24. Thirdly, the very notification which is under challenge in this proceedings is already upheld by the Division Bench of this Court in an unreported decision in W.P.Nos.11127-28/2000 between G.T. Selvan & Anr. –vs- State of Karnataka &Ors., by an order dated 13.3.2003 which has reached finality and the same being unchallenged by the land owners, it is not appropriate for this Court to differ with the said finding after a lapse of nearly eight years from the date of the said judgment. 25. On going through the order impugned it is clearly seen that the learned Single Judge taking into consideration all these aspects and also giving careful consideration to all the grounds referred to therein which were urged by the appellants who were petitioners in the said batch of writ petitions has rightly held that the notifications under challenge have reached finality and that in the light of the affidavit filed by the officers of BDA before this Court way back in the year 2003 itself, it is observed that the entire scheme is implemented well within the time.
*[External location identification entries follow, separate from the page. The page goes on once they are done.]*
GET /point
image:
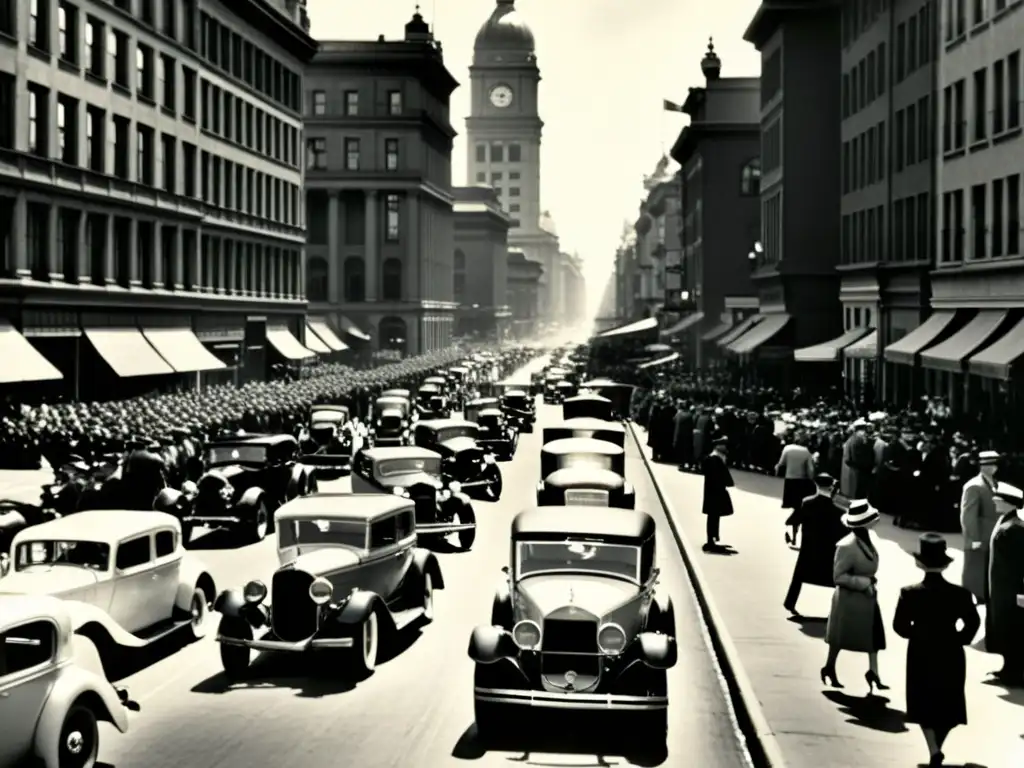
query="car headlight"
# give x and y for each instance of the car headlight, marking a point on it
(321, 591)
(254, 592)
(527, 635)
(611, 639)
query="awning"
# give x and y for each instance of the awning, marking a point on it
(904, 350)
(283, 340)
(995, 360)
(950, 353)
(761, 334)
(325, 334)
(828, 351)
(22, 361)
(182, 349)
(739, 330)
(127, 351)
(688, 322)
(647, 324)
(865, 349)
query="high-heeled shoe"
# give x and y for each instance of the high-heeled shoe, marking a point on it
(873, 682)
(828, 677)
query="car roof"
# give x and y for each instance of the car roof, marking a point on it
(323, 506)
(583, 521)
Therefore, the grounds urged by the appellants regarding the scheme being lapsed is rightly rejected and the learned Single Judge has also rejected various other grounds urged in support thereof. On reappreciation of the order impugned this Court hold that there is neither illegality nor irregularity in the order impugned in appreciating the grounds urged by the petitioners in the aforesaid writ petitions. 26. In that view of the matter, the order impugned does not call for interference of this Court in these intra Court Appeals. Accordingly, these appeals are dismissed without any order as to costs.